Mind Control: How to Influence and Persuade

Lessons from “Influence” by Robert Cialdini

Do you ever wish you could get what you want? How to convince investors that you have the right business ideas? Trying to get people to come to your event or party, but no one is RSVP-ing? Or, do you wonder how to prevent yourself from getting scammed by salespeople?

This blog post summarizes material from Robert Cialdini’s “Influence: The Psychology of Persuasion” and general psychological phenomena.

1. Give and You Shall Receive

Thank you, Costco, for being awesome. But also sneaky.

Reciprocity is a real thing, and it really works! Costco is infamous for their free samples — when you get a free sample, you feel a sense of obligation to return the favor by buying a product.

In fact, researchers in the famous “Coca-Cola experiment” showed that reciprocity can work without the recipient accepting the gift. Participants were told to evaluate art and purchase a self-selected number of raffle tickets. Participants who were offered a free Coca-Cola beverage bought twice the number of raffle tickets — even if they declined the offer of the beverage!

2. Door in the Face and Foot in the Door

Door in the Face. First, ask for a huge demand. Then, ask the request you had originally wanted. This method is particularly effective because it makes the other person feel bad for rejecting your first request. This is the technique that Calvin is using in the Calvin and Hobbes comic above.

Foot in the Door. Sort of the opposite of “Door in the Face” technique, this method involves asking for a small favor first, then increasing the favor. For example, ask if your friend will let you borrow their car for a day. After they agree, ask if they wouldn’t mind lending it to you for a couple more days, too. This method is effective because people don’t like breaking commitments.

3. Low-balling

This is the infamous method used by most car salespeople. You and the salesperson agree on a deal for $495. But then as you finish up the payment process, there’s some more fees and added prices, so the total increases to $1,000. You falter for a second. The salesperson incredulously inquires “But, are you going to change your mind on this deal we had?” Panicked about breaking your commitment, you assert “Of course not!” and pay for the car.

This tactic is effective because it makes you feel like you’re ending a deal that has already been made, even though the salesperson is sneakily altering the arrangement.

4. Social Proof

“If others are doing it, it must be right.” The power of social proof creates long lines for no reason as well as more sinister scenarios, like the bystander effect. In general, if something appears as though it is already popular, it will continue to become more influential.
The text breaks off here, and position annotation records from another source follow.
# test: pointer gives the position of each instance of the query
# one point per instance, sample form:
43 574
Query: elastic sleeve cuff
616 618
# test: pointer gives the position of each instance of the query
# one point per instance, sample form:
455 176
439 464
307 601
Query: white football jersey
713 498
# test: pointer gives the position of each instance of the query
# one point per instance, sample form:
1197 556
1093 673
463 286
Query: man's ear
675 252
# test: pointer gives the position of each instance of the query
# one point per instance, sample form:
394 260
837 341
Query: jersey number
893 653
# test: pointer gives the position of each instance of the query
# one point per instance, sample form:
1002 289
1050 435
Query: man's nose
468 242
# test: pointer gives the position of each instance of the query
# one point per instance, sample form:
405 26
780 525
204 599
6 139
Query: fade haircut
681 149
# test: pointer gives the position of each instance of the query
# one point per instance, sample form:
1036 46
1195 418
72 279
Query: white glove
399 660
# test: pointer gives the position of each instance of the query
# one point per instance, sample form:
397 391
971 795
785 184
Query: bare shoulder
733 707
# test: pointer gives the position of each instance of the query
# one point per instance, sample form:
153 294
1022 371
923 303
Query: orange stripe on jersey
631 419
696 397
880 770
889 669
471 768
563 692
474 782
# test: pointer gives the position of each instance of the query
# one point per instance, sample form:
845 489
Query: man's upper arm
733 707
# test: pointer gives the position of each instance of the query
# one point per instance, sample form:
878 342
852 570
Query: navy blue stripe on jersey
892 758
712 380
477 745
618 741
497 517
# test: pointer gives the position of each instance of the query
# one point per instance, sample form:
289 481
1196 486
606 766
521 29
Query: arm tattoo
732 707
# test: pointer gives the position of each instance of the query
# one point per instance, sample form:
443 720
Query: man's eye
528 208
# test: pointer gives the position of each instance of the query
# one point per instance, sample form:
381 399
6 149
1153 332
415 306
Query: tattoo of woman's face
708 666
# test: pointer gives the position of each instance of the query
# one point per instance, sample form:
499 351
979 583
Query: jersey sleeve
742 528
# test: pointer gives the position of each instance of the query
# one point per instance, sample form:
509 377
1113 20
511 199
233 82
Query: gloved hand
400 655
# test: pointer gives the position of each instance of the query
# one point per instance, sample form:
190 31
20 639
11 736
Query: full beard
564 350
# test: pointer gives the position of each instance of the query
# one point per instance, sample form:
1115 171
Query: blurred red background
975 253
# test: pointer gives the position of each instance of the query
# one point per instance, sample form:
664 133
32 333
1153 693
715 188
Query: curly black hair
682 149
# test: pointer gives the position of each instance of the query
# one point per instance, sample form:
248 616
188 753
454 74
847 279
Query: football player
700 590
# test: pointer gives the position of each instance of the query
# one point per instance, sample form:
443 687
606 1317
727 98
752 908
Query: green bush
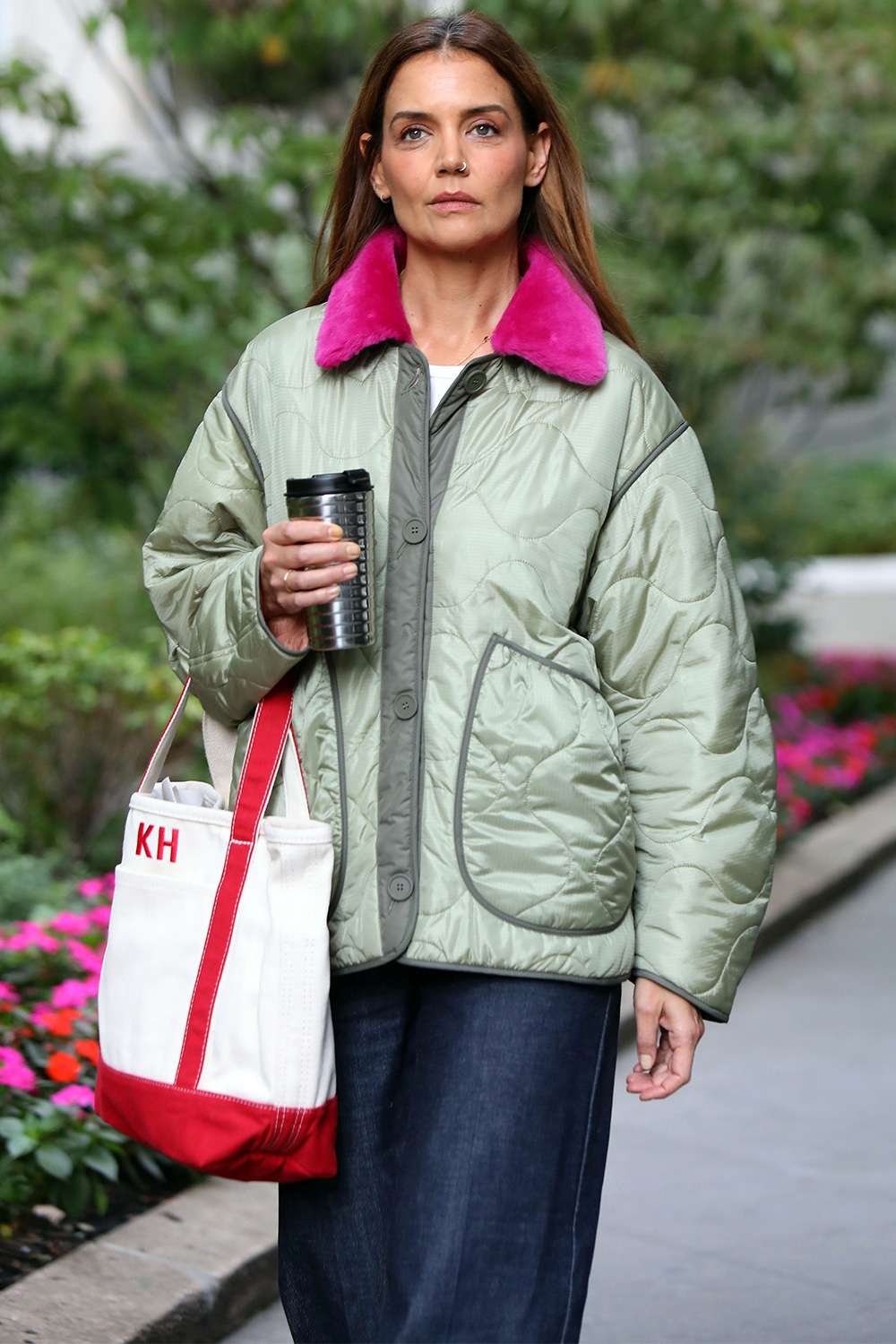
80 715
847 508
61 570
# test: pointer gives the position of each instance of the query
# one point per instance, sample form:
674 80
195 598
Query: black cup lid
330 483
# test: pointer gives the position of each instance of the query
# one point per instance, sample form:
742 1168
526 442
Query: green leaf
21 1144
54 1160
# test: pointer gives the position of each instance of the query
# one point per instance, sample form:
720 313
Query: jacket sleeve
676 660
202 564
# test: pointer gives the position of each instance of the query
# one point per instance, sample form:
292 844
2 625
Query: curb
201 1263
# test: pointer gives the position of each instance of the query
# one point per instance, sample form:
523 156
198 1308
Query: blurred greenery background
740 158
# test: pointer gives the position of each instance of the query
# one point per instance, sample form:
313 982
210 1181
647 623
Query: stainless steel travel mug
344 497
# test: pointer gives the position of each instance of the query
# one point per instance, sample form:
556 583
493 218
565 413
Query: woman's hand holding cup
303 564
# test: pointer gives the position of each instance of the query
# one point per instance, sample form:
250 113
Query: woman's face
443 110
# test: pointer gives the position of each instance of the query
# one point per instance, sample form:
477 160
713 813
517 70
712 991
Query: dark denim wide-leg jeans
473 1125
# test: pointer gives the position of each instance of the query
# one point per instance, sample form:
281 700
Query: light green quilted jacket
554 761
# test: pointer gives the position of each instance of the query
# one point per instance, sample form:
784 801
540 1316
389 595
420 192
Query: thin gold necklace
487 336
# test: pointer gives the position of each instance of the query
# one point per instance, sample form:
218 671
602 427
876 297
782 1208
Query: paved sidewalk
758 1206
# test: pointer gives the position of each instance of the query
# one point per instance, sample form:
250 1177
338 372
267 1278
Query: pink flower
69 921
15 1072
75 1094
39 1013
31 935
72 994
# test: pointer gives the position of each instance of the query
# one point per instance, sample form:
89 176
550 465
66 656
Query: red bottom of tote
223 1136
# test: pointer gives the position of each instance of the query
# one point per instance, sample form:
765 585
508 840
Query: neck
452 300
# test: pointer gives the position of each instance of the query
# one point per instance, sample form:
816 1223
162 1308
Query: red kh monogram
163 841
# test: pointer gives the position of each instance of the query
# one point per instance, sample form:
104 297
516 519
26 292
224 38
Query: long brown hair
555 210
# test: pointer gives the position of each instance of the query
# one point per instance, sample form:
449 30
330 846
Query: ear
376 177
538 155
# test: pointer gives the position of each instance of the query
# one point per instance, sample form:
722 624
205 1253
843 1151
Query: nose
452 159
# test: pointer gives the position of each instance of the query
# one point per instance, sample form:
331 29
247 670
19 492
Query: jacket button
401 886
405 704
414 530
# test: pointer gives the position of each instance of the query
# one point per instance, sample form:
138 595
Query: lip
452 207
449 202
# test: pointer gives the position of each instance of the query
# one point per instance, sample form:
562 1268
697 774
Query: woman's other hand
665 1067
303 564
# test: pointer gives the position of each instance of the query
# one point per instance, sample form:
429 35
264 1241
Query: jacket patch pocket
543 828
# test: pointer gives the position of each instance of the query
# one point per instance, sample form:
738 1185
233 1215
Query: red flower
59 1023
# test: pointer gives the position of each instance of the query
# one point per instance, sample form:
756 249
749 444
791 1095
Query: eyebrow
470 112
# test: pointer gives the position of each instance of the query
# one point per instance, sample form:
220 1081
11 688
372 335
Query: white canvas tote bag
215 1031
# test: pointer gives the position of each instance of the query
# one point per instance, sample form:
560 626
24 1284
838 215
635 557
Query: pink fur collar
549 320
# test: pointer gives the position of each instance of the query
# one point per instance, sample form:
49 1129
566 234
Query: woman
552 771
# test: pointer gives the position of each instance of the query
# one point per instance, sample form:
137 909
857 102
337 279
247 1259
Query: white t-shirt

Social proof is an extremely common force in the business world. Tip jars rarely get additional money if there’s no money in the jar already. A common trick? Put some of your own money in the tip jar before you engage with customers.

Or check out the video below, at a music festival where one man gets a whole crowd to dance.

5. Likability

This one is perhaps the most obvious: if people like you, they’ll do things for you. Some of the most common ways to become more likable:

  • Being attractive
  • Being similar to your target audience
  • Giving compliments
  • Frequent contact

Note that in the above picture, it’s actually not entirely clear which one is more likable. While Zac Efron on the left is obviously the more attractive, Seth Rogen is very relatable and likely more similar to the viewer, as opposed to the god-like body of Zac Efron.

6. Authority

In the famous Milgram experiment, participants (the “Teacher”) administered electric shocks to another person (the “Student”) who was performing a word pair exercise. The electric shocks were actually fake, and the student was in on the experiment, pretending that the electric shocks were causing him pain. An “Experimenter” played the authority figure in the room with the Teacher. Whenever the Teacher would be unsure about administering additional electric shocks, the Experimenter, wearing a lab coat, would urge the Teacher to continue.

The results were shocking: the vast majority of participants continued to administer electric shocks, to levels of fatality, when prompted by the lab-coated Experimenter.

The Milgram experiment is proof of the power of authority. In general, having an authority of any sort can really persuade people. Just take a look at the Lucky Strike ad below.

Even though doctors say the cigarettes are less irritating, doesn’t mean they’re any better for your lungs.

7. Scarcity

Making things seem more scarce makes them more desirable. People believe that they have a unique opportunity to get something, and they don’t want to miss out. This method is extremely common in the marketplace world. Some common examples:

  • Booking.com — “Limited Rooms left”
  • Amazon — “Today’s Deals”
  • Starbucks — Seasonal drinks
  • In-store — “Clearance Sales”
  • EBay auctions — “4 hours left to buy!”

Whether you’re using these tactics for your own benefit, to promote a company, or to plan events, remember to be respectful of people and not to brainwash or exploit. I personally study these methods mostly as a means of self-defense, to avoid being trapped in one of these “mind control” strategies. Check out “Influence” by Robert Cialdini for a more in-depth understanding of these tactics and how they work.